Written by Julia Korenman, M.D.
October 15, 2022
In the intense summer heat, I was not in the mood for cooking or for eating heavy food and went looking for meal salads which required little prep. This one is easy, is good year-round, and doesn’t involve much cooking. It also makes a lot, so it’s good for a crowd or for leftovers. Farro has a slightly nutty flavor and is just as easy to prepare as the other grains, but has more protein and anti-oxidants.
This recipe is adapted from Healthy Kitchens, Healthy Lives (a course given by Harvard TH Chan School of Public Health and the Culinary Institute of America)
Yield 6-8 portions
INGREDIENTS:
1 cup Farro
Salt to taste
½ cup cilantro, minced
½ cup mint, chopped
Scallions, about 2 bunches—1 cup thinly sliced white part, ¼ cup chopped scallion greens
1 can black beans rinsed and drained
1 can chick peas rinsed and drained
1 red pepper, chopped into ½ inch squares
1 yellow pepper, chopped into ½ inch squares
3 cups cherry or grape tomatoes (I like grape tomatoes because they are bite sized)

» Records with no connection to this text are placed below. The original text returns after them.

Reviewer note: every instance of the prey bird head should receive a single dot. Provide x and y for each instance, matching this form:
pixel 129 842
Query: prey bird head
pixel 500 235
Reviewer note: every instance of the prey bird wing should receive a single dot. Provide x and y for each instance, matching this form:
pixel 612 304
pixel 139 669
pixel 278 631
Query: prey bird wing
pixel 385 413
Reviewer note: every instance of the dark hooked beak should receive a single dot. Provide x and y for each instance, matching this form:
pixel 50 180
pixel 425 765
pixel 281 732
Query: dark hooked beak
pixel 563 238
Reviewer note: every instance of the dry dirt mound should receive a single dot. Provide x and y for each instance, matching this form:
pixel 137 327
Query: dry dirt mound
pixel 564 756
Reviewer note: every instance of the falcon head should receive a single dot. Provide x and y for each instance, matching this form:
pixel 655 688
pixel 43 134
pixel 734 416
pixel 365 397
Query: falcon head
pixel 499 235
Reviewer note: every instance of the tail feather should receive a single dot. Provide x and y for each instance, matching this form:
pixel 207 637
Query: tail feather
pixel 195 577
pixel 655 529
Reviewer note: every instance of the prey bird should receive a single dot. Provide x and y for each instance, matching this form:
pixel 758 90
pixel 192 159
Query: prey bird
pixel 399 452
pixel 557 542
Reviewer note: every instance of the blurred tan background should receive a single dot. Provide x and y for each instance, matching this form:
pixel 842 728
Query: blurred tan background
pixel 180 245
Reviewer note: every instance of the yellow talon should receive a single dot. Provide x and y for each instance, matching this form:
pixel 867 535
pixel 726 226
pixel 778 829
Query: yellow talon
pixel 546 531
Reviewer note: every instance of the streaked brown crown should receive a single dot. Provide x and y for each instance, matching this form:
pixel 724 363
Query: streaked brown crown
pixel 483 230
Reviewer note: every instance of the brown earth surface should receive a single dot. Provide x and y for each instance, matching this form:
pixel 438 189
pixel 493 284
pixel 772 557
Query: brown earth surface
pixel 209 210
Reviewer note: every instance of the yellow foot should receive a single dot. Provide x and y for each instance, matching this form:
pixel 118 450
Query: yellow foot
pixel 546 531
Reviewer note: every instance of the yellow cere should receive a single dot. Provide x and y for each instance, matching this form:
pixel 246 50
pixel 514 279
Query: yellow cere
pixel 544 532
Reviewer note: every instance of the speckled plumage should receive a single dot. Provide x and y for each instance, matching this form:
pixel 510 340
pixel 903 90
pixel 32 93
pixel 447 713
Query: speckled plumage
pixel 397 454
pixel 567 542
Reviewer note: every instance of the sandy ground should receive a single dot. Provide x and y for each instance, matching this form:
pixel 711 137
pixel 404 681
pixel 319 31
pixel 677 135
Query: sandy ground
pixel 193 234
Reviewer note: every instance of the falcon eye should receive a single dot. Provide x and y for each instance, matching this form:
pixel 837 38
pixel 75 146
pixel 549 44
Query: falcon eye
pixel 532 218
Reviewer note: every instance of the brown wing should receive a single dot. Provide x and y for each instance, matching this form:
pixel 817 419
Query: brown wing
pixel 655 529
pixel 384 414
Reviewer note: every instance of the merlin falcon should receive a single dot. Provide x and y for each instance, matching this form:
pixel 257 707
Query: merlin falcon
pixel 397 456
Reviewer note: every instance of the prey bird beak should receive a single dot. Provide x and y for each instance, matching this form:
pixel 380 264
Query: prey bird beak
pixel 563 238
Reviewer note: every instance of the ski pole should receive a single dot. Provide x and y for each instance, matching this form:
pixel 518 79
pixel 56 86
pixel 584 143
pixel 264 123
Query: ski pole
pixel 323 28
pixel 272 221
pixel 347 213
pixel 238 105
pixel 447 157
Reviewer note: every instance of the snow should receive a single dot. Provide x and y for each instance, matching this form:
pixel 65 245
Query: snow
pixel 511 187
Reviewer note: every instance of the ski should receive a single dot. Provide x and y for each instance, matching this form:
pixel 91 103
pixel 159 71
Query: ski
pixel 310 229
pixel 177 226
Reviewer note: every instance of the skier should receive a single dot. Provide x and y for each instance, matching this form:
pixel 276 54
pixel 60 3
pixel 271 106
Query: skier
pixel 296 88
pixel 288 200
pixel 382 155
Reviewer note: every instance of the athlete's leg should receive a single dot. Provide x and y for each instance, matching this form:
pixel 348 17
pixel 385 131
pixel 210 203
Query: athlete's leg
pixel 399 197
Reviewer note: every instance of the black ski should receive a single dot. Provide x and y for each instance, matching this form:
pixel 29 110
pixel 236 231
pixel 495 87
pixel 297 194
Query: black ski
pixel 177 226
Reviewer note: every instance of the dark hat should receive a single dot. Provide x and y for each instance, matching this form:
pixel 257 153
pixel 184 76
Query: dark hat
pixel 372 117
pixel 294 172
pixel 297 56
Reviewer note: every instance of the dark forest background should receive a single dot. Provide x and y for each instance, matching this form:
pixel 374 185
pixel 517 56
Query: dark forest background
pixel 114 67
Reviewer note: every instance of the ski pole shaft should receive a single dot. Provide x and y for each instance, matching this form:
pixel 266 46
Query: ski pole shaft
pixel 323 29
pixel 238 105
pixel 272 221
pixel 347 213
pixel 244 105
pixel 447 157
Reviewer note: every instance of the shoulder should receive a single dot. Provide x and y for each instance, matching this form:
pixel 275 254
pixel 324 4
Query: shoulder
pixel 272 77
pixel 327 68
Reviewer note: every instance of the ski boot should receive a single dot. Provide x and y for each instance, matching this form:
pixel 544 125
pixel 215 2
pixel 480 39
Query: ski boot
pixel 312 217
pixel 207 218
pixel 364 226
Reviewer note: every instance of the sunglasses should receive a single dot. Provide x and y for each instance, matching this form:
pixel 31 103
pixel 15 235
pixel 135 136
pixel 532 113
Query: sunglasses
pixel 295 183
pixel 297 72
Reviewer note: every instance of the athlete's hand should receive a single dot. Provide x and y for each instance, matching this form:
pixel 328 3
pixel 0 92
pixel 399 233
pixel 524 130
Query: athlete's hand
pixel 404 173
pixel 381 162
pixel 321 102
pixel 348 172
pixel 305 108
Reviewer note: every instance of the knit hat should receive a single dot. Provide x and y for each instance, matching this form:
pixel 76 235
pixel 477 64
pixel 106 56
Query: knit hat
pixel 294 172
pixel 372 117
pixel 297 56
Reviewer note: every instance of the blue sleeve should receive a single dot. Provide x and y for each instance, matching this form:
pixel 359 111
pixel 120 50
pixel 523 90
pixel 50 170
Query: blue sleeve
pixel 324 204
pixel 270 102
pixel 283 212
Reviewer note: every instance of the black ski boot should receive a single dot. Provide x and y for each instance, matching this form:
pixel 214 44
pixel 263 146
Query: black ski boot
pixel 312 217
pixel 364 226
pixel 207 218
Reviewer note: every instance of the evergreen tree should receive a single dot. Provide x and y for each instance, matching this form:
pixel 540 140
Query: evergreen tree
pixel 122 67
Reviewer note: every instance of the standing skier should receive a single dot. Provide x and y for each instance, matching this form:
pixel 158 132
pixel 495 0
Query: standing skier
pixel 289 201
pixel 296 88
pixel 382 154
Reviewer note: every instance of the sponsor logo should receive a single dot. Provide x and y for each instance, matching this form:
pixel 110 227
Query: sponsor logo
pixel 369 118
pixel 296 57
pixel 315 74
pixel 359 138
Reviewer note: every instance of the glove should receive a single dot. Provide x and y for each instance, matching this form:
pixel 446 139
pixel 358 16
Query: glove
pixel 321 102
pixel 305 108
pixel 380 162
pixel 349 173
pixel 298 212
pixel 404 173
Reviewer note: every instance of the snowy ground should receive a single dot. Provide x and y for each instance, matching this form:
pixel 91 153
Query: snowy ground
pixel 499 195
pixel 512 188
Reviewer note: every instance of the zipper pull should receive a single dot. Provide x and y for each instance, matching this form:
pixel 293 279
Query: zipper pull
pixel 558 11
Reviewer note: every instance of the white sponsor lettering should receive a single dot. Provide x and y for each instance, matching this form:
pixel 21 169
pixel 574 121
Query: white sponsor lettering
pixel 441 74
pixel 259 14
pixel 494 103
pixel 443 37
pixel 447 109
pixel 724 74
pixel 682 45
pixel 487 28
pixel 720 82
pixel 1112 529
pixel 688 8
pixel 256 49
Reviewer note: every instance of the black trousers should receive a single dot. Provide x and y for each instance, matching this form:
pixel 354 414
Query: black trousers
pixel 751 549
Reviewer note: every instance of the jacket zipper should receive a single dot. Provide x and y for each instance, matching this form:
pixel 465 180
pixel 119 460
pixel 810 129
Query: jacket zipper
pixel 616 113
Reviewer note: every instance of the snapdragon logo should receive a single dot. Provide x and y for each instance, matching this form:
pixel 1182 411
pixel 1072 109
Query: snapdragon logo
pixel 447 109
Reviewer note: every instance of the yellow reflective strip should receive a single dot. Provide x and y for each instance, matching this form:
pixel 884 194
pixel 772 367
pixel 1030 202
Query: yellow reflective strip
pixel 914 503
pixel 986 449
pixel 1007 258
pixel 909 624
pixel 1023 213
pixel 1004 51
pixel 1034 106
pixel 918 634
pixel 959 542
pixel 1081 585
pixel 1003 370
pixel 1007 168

1 persian cucumber or equivalent chopped into ½ inch squares
1 cup almonds or walnuts, toasted and roughly broken
6 TBSP red wine vinegar or lemon juice
1-1.5 tsp cumin seeds lightly toasted, ground or chopped
½ tsp garam masala
6 TBSP extra virgin olive oil
DIRECTIONS:
- Make Farro as directed on package and let cool
- In a large bowl combine all other ingredients with cooled Farro
- Season with salt and pepper as desired.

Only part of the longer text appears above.